Os embaraços propiciados pela aludida linguagem técnica do direito costumam ocasionar situações, no mínimo, esdrúxulas. Imagine, por exemplo, o desconcerto de uma senhora que se dirige a um fórum, com o intuito de obter informações sobre seu processo, e pergunta a um servidor da Justiça: Poderia ver um acordeão ? O referido servidor, entre o deboche e a indolência, responde: aqui não é loja de instrumentos musicais, minha senhora. Sentindo-se mal atendida, a cidadã começa a redargüir: mas meu advogado pediu que eu viesse para ver o acordeão ! Ao ouvir tal protesto, outro funcionário se imiscui no diálogo e grita entre pilhas de processos judiciais: Não é acordeão, senhora, é ACÓRDÃO ! A decisão proferida pelos tribunais se chama ACÓRDÃO. 
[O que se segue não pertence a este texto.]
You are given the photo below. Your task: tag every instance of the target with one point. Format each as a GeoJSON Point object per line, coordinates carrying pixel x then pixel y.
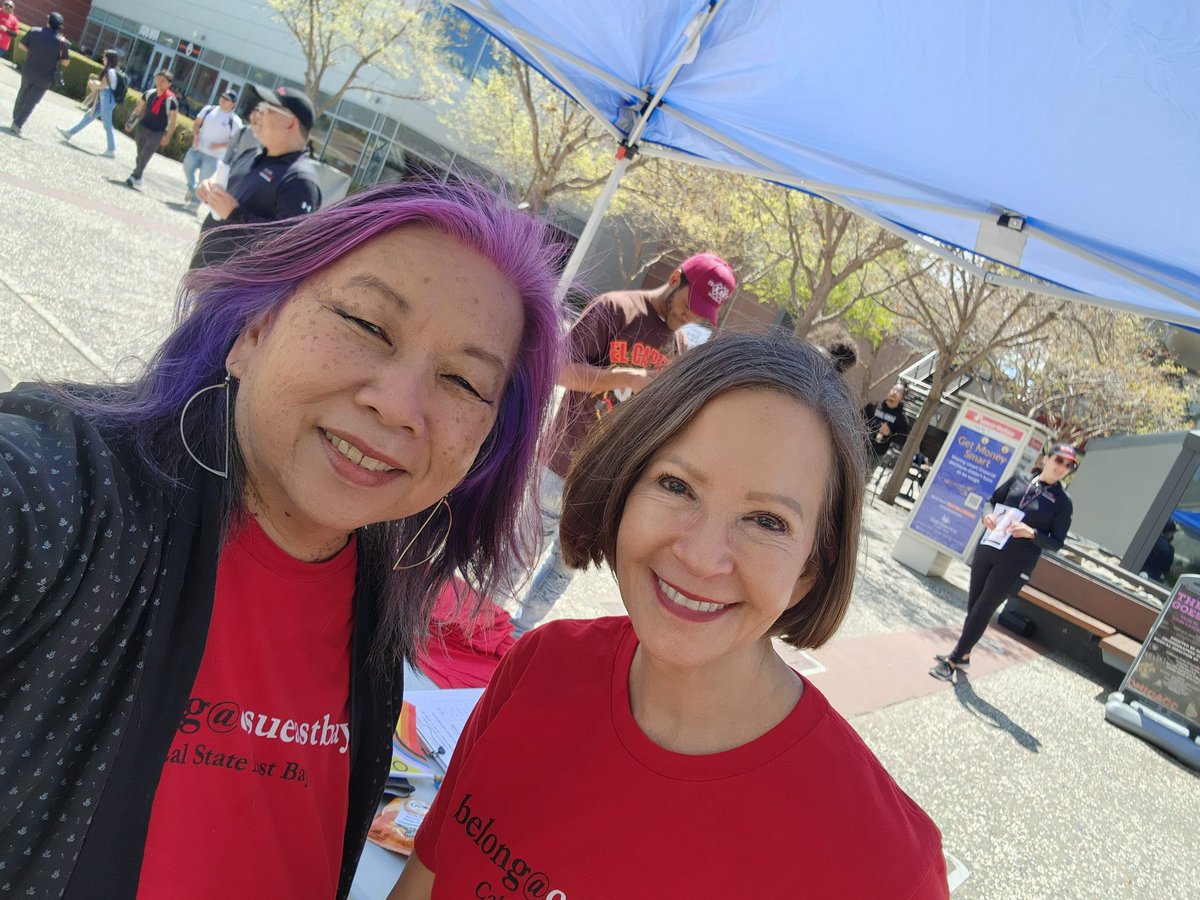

É evidente que cada ramo do conhecimento possui termos próprios para designar seus objetos de estudo, porém tais termos não devem ser utilizados como meios de se dificultar a comunicação entre os conhecedores de certo tema e a sociedade em geral. Assim, a consciência de que a linguagem jurídica é direcionada a um público heterogêneo deve ser incutida nas atividades de todos os operadores do Direito, pois eles desempenham um conjunto de funções sociais, políticas e econômicas que não podem ser suplantadas por formalismos lingüísticos ou burocráticos. O Poder Judiciário, o Ministério Público e a Advocacia estão a serviço da sociedade e, conseqüentemente, devem lhe fornecer atendimento claro e satisfatório. Nesse sentido, a própria Constituição Federal determina, em seu artigo 13, que a língua portuguesa é o idioma oficial do Brasil, ensejando o entendimento de que os atos do Estado brasileiro, inclusive os judiciais, necessitam ser proferidos em Português claro e acessível aos cidadãos do País.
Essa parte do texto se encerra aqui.